American Women Writers, Poetics, and the Nature of Gender Study is rooted in my determination to gather support for the works of Zora Neale Hurston, who was born on Wednesday, January 7, 1891, in Notasulga, Alabama, and died on Thursday, January 28, 1960, in Fort Pierce, Florida. My first paper on Hurston—which I presented at the College English Association conference in 2012 in Richmond, Virginia—featured a statement on her story, “Magnolia Flower,” in which I found the use of the river as redemptive. Hurston creates Magnolia, who experiences the abuse of her father because she falls in love with John; she runs away with her lover, and then comes back forty years later with her same lover, John, by her side, to revisit and to find redemption. Hurston uses mythic realism, modernism, imagery of the river, and “The Mighty One” to create a thematic world with allegory and myth, as vehicles for the representation of conflicts and dilemmas. The short stories of Hurston concentrate on the understanding of the themes of literary consciousness. The most important aspect of the short story, as a literary powerhouse for both teacher and student, remains in the fact that reading and writing the genre can elicit personal transformation.

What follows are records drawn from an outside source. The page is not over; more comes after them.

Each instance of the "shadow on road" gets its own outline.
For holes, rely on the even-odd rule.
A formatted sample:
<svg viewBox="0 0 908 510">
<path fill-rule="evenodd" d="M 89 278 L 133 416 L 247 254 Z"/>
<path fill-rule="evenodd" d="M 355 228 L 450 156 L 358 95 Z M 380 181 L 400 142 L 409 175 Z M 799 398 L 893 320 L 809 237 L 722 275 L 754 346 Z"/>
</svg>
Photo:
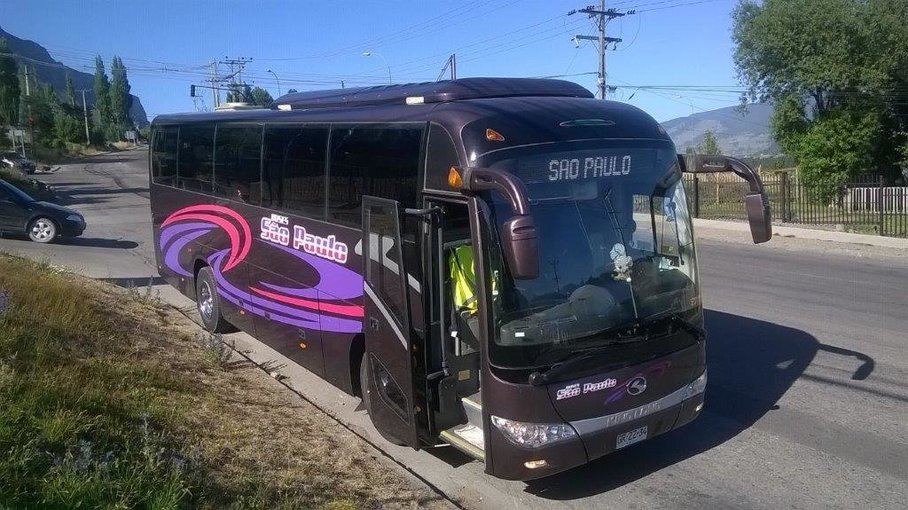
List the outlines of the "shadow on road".
<svg viewBox="0 0 908 510">
<path fill-rule="evenodd" d="M 65 193 L 72 197 L 82 195 L 120 195 L 123 193 L 148 193 L 148 186 L 140 188 L 77 188 L 66 190 Z"/>
<path fill-rule="evenodd" d="M 3 235 L 0 235 L 0 239 L 22 241 L 23 243 L 32 244 L 32 241 L 25 234 L 5 233 Z M 51 243 L 51 245 L 54 244 L 63 246 L 84 246 L 87 248 L 111 248 L 117 250 L 131 250 L 139 246 L 139 243 L 135 241 L 124 241 L 121 239 L 101 239 L 94 237 L 60 237 Z"/>
<path fill-rule="evenodd" d="M 703 414 L 627 450 L 528 482 L 526 492 L 553 500 L 589 497 L 719 446 L 778 409 L 776 402 L 819 350 L 860 360 L 852 379 L 865 379 L 873 371 L 869 356 L 825 346 L 804 331 L 714 310 L 705 313 L 709 383 Z"/>
<path fill-rule="evenodd" d="M 131 250 L 139 246 L 135 241 L 120 239 L 99 239 L 94 237 L 64 237 L 57 241 L 67 246 L 87 246 L 91 248 L 115 248 L 118 250 Z"/>
<path fill-rule="evenodd" d="M 134 161 L 135 153 L 131 150 L 117 151 L 114 153 L 98 154 L 96 156 L 80 156 L 78 158 L 68 158 L 63 161 L 67 165 L 90 165 L 93 163 L 122 163 L 125 161 Z"/>
<path fill-rule="evenodd" d="M 139 289 L 145 287 L 154 287 L 155 285 L 164 285 L 167 281 L 160 276 L 136 276 L 123 278 L 97 278 L 97 280 L 112 283 L 117 287 L 124 289 Z"/>
</svg>

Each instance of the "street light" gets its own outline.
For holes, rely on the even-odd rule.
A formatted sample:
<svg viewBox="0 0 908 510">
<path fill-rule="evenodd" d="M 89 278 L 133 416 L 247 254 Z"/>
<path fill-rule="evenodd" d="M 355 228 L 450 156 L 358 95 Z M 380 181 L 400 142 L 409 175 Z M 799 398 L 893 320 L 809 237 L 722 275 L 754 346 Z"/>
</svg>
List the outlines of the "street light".
<svg viewBox="0 0 908 510">
<path fill-rule="evenodd" d="M 380 57 L 382 59 L 382 61 L 385 63 L 385 66 L 388 68 L 388 85 L 391 85 L 391 66 L 388 65 L 388 61 L 385 60 L 385 57 L 382 56 L 381 53 L 376 53 L 374 51 L 363 52 L 364 57 L 371 57 L 373 55 L 375 55 L 376 57 Z"/>
<path fill-rule="evenodd" d="M 283 94 L 281 94 L 281 80 L 277 79 L 277 75 L 274 74 L 274 71 L 272 71 L 271 69 L 269 69 L 268 72 L 274 76 L 274 81 L 277 82 L 277 95 L 282 96 Z"/>
</svg>

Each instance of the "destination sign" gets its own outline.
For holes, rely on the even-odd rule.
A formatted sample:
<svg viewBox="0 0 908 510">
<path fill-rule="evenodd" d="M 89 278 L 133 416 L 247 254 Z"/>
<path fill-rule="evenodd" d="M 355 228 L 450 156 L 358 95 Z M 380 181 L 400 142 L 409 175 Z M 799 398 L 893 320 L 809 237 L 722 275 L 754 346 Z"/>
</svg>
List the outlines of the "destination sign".
<svg viewBox="0 0 908 510">
<path fill-rule="evenodd" d="M 653 149 L 552 152 L 519 158 L 517 168 L 527 184 L 629 179 L 655 170 L 657 154 Z"/>
<path fill-rule="evenodd" d="M 588 158 L 553 159 L 549 161 L 550 181 L 573 181 L 618 177 L 631 173 L 631 156 L 592 156 Z"/>
</svg>

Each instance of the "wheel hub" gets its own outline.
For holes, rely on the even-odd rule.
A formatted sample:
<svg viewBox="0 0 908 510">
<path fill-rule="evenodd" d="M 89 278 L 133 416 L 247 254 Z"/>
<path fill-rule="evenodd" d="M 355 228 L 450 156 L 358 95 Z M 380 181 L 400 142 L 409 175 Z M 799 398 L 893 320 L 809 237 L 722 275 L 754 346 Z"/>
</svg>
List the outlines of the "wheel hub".
<svg viewBox="0 0 908 510">
<path fill-rule="evenodd" d="M 214 294 L 208 282 L 202 282 L 199 287 L 199 313 L 206 321 L 211 320 L 211 314 L 214 311 Z"/>
</svg>

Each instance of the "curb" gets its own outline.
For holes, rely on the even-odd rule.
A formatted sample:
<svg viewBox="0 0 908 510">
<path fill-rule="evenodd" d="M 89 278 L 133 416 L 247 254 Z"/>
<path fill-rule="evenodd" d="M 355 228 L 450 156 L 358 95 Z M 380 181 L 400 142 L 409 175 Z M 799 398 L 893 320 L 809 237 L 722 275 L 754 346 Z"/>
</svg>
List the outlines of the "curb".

My experience with Zora starts in the 1990s with my reading of her works. Zora has been and continues to be my focus for research. Folklorist and novelist, prolific short story writer and gifted autobiographer, she was one of the most talented writers of her era. Testimonials often combine with specific types of literature. For example, Zora Neale Hurston used folk writing at first. Next, she wrote plays, essays, mixed works, and short stories. She studied anthropology. She traveled to write about Haiti, and wrote an important work titled Tell My Horse: Voodoo and Life in Haiti and Jamaica.